The auditor general also dug up the rotted corpse of yet another dysfunctional Nunavut organization: the Kitikmeot Business Development Centre, which expired in 2001 when the GN ordered the NBCC to take it over, along with the Kivalliq region's failed business centre.

It turns out that the NBCC still holds on to the Kitikmeot centre's assets, which include 10 unpaid loans worth $306,000 and a $400,000 bank account. Transactions were made on those accounts but never recorded, and no financial statements have been prepared for the Kitikmeot centre since 2001.

"Information was simply filed away in a cabinet and ignored," the report says.

The NBCC is a Crown corporation that Nunavut inherited through the division of the old Northwest Territories Business Credit Corp. Its function is to make loans to higher-risk business people who can't get credit from banks.

Located in Cape Dorset, the credit corporation employs five people, including a chief executive officer.

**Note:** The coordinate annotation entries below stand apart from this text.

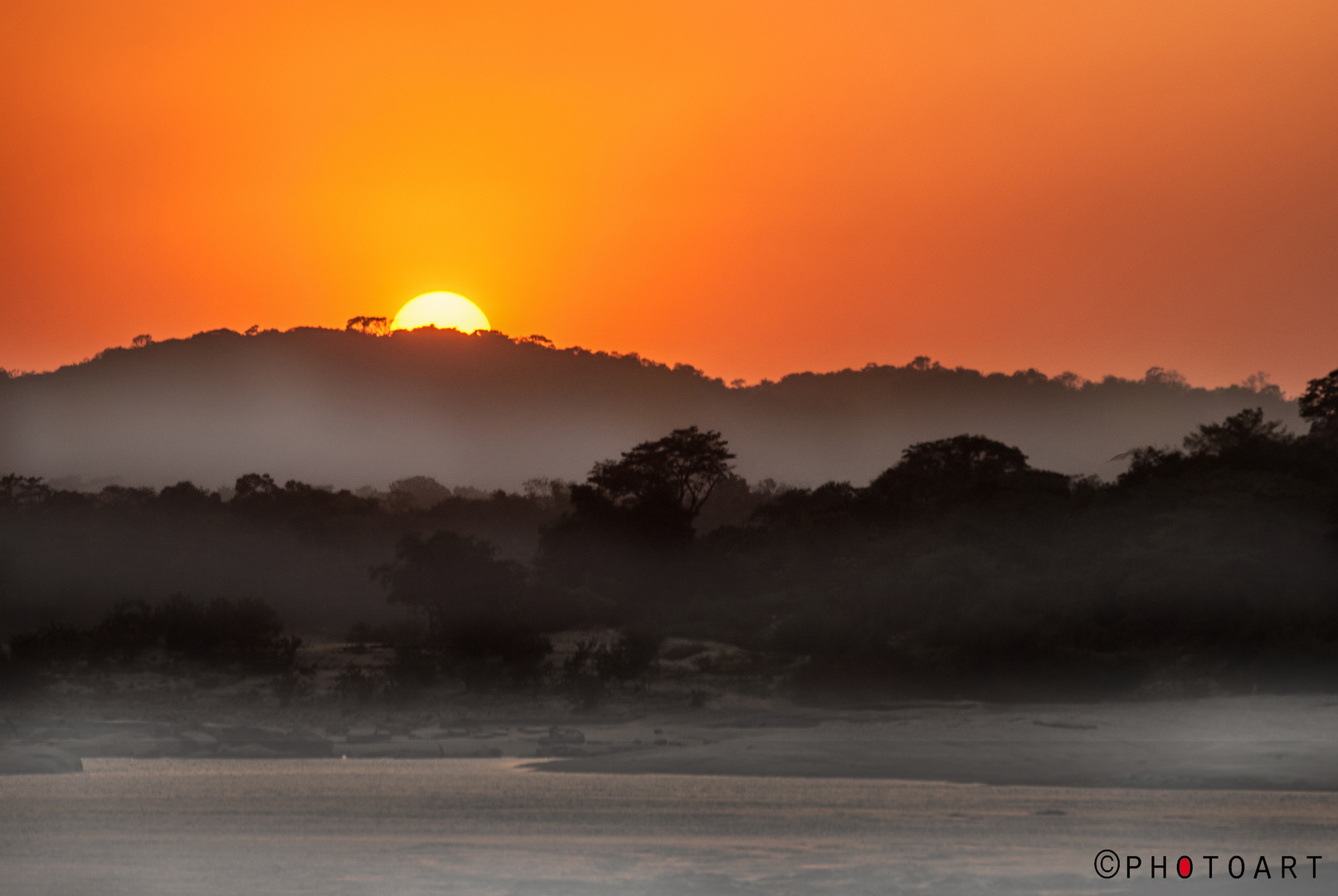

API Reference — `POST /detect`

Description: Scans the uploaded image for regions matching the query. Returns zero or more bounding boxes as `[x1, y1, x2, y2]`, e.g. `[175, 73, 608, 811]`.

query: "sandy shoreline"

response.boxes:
[10, 695, 1338, 791]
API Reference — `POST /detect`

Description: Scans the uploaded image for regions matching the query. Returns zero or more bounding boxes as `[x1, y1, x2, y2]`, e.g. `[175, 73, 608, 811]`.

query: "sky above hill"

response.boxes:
[0, 0, 1338, 393]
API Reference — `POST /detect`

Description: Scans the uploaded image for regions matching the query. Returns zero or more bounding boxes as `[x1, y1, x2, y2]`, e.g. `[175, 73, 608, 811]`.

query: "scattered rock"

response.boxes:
[534, 743, 586, 758]
[214, 743, 284, 760]
[539, 725, 585, 746]
[345, 728, 391, 743]
[343, 741, 441, 760]
[0, 746, 83, 774]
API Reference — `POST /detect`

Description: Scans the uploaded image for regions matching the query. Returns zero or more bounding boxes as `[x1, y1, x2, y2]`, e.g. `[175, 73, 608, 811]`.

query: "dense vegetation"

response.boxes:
[0, 372, 1338, 702]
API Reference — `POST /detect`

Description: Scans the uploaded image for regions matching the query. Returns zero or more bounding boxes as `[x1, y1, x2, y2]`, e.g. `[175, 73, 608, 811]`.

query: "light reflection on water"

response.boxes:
[0, 760, 1338, 896]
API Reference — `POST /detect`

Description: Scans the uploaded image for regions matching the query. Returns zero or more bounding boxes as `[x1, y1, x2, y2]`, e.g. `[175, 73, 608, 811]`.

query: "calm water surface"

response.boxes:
[0, 760, 1338, 896]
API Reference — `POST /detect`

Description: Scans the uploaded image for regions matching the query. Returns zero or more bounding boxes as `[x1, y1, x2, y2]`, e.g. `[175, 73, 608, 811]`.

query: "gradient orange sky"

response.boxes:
[0, 0, 1338, 392]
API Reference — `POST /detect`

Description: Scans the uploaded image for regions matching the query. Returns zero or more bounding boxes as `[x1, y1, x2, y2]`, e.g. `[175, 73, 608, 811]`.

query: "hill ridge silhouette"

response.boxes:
[0, 326, 1295, 488]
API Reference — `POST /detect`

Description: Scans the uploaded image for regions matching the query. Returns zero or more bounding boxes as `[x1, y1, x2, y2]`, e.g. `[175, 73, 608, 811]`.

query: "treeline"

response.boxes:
[7, 372, 1338, 702]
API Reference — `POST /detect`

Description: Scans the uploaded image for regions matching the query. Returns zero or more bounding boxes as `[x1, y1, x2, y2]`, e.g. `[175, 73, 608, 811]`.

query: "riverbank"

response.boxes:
[10, 695, 1338, 791]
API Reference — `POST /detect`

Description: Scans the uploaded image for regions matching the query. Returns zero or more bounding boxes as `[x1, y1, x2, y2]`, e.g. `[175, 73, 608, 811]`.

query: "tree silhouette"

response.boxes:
[587, 426, 735, 518]
[1297, 371, 1338, 437]
[373, 533, 552, 690]
[550, 426, 735, 544]
[1185, 408, 1292, 457]
[344, 315, 391, 336]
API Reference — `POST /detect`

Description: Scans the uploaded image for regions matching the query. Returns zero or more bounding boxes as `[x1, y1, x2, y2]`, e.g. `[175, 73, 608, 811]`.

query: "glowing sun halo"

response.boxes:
[391, 293, 493, 333]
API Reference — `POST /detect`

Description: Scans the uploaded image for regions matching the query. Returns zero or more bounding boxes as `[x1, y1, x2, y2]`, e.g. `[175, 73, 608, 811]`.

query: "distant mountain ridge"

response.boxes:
[0, 328, 1300, 488]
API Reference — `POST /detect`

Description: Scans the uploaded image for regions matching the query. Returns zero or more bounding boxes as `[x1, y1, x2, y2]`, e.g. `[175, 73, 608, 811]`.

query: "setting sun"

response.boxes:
[391, 293, 493, 333]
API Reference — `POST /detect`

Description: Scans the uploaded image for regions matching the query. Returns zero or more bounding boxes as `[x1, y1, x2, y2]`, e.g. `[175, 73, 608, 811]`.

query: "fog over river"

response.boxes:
[0, 758, 1338, 896]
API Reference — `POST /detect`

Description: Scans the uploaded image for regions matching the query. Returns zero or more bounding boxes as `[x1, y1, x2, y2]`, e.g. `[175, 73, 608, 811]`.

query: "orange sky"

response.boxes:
[0, 0, 1338, 392]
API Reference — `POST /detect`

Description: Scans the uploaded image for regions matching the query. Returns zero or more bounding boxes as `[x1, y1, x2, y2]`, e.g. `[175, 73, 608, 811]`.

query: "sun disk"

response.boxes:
[391, 293, 493, 333]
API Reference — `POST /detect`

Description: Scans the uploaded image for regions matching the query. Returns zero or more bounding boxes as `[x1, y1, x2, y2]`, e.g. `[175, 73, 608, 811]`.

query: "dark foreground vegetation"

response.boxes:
[0, 372, 1338, 708]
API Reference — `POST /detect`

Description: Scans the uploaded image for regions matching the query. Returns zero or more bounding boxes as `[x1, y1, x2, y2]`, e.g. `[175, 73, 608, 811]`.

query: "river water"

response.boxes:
[0, 760, 1338, 896]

The CEO reports to a seven-to-12-member board, which in turn reports to the minister of Economic Development and Transportation.

Among its numerous findings, the auditor general's staff found fundamental failures of governance:

"The board of directors did not exercise sufficient oversight and control to direct the operations of the NBCC in order to ensure that the public interest and the funds entrusted to it were protected," the report says.

The report says this was made worse "by the fact that the former CEO did not discharge his duty to be sure that appropriate management practices were in place."

That includes loaning out big chunks of public money without assessing clients or their business plans.

The NBCC receives about $450,000 each year from the Nunavut government to pay for its day-to-day operations. As of March 31, 2006, the corporation had approved 62 loans worth about $22.7 million, distributed among 51 businesses.

After the auditor general's staff began their audit in 2006, the credit corporation's CEO at the time, Mel Orecklin, departed from his job along with most other staff members.

That, combined with numerous missing documents, made for a difficult auditing job.

Information that did exist was scattered around various filing cabinets, a shared computer hard drive in the NBCC's office, and at the office of the organization's Ottawa lawyer.

To find some of it, auditors had to dig through 60,000 emails stored on the CEO's computer.

As well, "electronic data that may have contained information related to loans had been erased." The auditor general says there is no satisfactory explanation for this.